A new view-based approach to the representation and recognition of action is presented. The work is motivated by the observation that a human observer can easily and instantly recognize action in extremely low resolution imagery with no strong features or information about the three-dimensional structure of the scene. Our underlying representations for action are view-based descriptions of the coarse image motion. Using these descriptions, we propose an appearance-based recognition strategy embedded within a hypothesize-and-test paradigm.
A binary motion region (BMR) image is initially computed to act as an index into the action library. The BMR grossly describes the spatial distribution of motion energy for a given view of a given action. Any stored BMRs that plausibly match the unknown input BMR are then tested for a coarse, categorical agreement with a known motion model of the action.
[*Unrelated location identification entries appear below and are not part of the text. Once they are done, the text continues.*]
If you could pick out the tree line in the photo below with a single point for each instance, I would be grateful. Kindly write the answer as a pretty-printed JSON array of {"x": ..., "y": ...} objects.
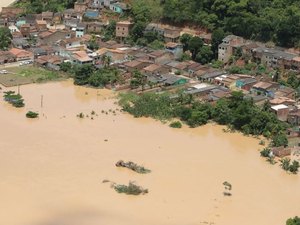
[{"x": 237, "y": 112}]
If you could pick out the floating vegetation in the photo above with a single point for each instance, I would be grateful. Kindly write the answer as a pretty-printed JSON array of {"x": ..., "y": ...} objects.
[
  {"x": 176, "y": 124},
  {"x": 228, "y": 188},
  {"x": 130, "y": 189},
  {"x": 262, "y": 142},
  {"x": 15, "y": 99},
  {"x": 80, "y": 115},
  {"x": 31, "y": 114},
  {"x": 133, "y": 166}
]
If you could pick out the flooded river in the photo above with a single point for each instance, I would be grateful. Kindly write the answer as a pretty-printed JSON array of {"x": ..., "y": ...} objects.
[{"x": 52, "y": 168}]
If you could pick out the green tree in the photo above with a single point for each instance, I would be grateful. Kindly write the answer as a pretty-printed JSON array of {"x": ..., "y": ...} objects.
[
  {"x": 5, "y": 38},
  {"x": 279, "y": 140},
  {"x": 82, "y": 74},
  {"x": 293, "y": 221},
  {"x": 205, "y": 55},
  {"x": 194, "y": 45},
  {"x": 216, "y": 38},
  {"x": 185, "y": 39},
  {"x": 138, "y": 79}
]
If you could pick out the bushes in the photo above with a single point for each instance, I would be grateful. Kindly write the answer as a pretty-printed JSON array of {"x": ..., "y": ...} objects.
[
  {"x": 15, "y": 99},
  {"x": 31, "y": 114},
  {"x": 176, "y": 124},
  {"x": 131, "y": 189},
  {"x": 293, "y": 221},
  {"x": 133, "y": 166},
  {"x": 288, "y": 166},
  {"x": 265, "y": 152},
  {"x": 237, "y": 112}
]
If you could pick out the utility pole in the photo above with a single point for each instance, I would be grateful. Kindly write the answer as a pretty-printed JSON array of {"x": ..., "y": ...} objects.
[{"x": 42, "y": 100}]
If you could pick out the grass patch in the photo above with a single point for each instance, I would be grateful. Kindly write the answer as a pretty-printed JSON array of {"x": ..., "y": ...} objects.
[
  {"x": 29, "y": 74},
  {"x": 31, "y": 114},
  {"x": 133, "y": 166},
  {"x": 130, "y": 189}
]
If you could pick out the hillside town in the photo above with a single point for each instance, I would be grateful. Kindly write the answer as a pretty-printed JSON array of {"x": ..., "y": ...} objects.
[{"x": 49, "y": 40}]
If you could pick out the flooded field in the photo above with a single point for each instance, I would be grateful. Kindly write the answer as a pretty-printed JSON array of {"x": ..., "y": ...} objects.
[{"x": 52, "y": 168}]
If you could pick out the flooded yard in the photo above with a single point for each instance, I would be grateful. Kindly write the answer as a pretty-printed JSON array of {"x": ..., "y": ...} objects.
[{"x": 52, "y": 168}]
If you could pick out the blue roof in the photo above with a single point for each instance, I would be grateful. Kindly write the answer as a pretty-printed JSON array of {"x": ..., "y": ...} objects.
[{"x": 92, "y": 14}]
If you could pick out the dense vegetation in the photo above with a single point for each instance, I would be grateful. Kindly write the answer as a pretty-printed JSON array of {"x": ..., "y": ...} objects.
[
  {"x": 293, "y": 221},
  {"x": 38, "y": 6},
  {"x": 130, "y": 189},
  {"x": 5, "y": 38},
  {"x": 31, "y": 114},
  {"x": 14, "y": 99},
  {"x": 89, "y": 75},
  {"x": 237, "y": 112},
  {"x": 263, "y": 20}
]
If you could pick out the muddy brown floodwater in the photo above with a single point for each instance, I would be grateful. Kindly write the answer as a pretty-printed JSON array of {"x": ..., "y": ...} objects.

We have developed two motion-based methods for the verification of the hypothesized actions. The first approach collapses the temporal variations of region-based motion parameters into a single, low-order coefficient vector. A statistical acceptance region generated around the coefficients is used for classification into the training instances. In the second approach, a motion history image (MHI) is the basis of the representation. The MHI is a static image where pixel intensity is a function of the recency of motion in a sequence. Recognition is accomplished in a feature-based statistical framework.
Results employing multiple cameras show reasonable recognition within a MHI verification method which automatically performs temporal segmentation, is invariant to linear changes in speed, and runs in real-time on a standard platform.